LONDON (Reuters) – Britain said on Wednesday it would not shy away from taking action to resolve post-Brexit trade tensions in Northern Ireland as it rejected European Union proposals to resolve the standoff, in the latest escalation between the two sides.
London and Brussels have been trying for months to break a deadlock over the Northern Ireland protocol, a deal which London struck before it left the bloc and now says is unworkable.
The deal in effect created a customs border in the sea between Northern Ireland and the rest of the United Kingdom to preserve the province’s open land border with EU member state Ireland.
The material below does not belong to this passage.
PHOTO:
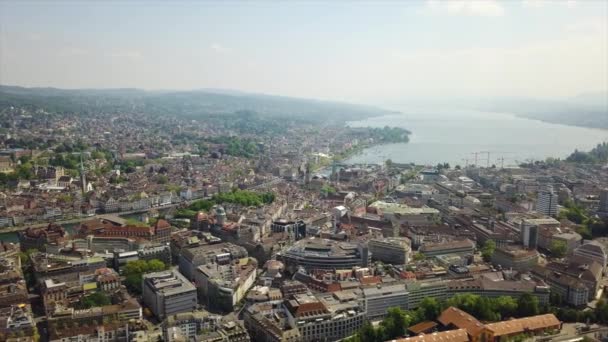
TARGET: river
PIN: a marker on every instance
(455, 136)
British Foreign Secretary Liz Truss said on Wednesday that EU proposals to rethink checks on goods moving between Britain and Northern Ireland failed to address the core problem, “and in some cases would take us backward”.
“Prices have risen, trade is being badly disrupted, and the people of Northern Ireland are subject to different laws and taxes than those over the Irish Sea, which has left them without an Executive and poses a threat to peace and stability,” she said in a statement.
“The answer cannot be more checks, paperwork and disruption. Our preference has always been for a negotiated solution but (we) will not shy away from taking action to stabilise the situation in Northern Ireland if solutions cannot be found.”
Britain wants a full overhaul of the Protocol and has hinted at the possibility of unilaterally suspending part of it if no new deal can be reached – a move that could lead to a suspension of a free trade agreement at a time when inflation is soaring and warnings have grown about a British recession this year.
The increasing rhetoric has already led to alarm in European capitals, with EU negotiator Maros Sefcovic saying on Wednesday that the international treaty was not up for renegotiation.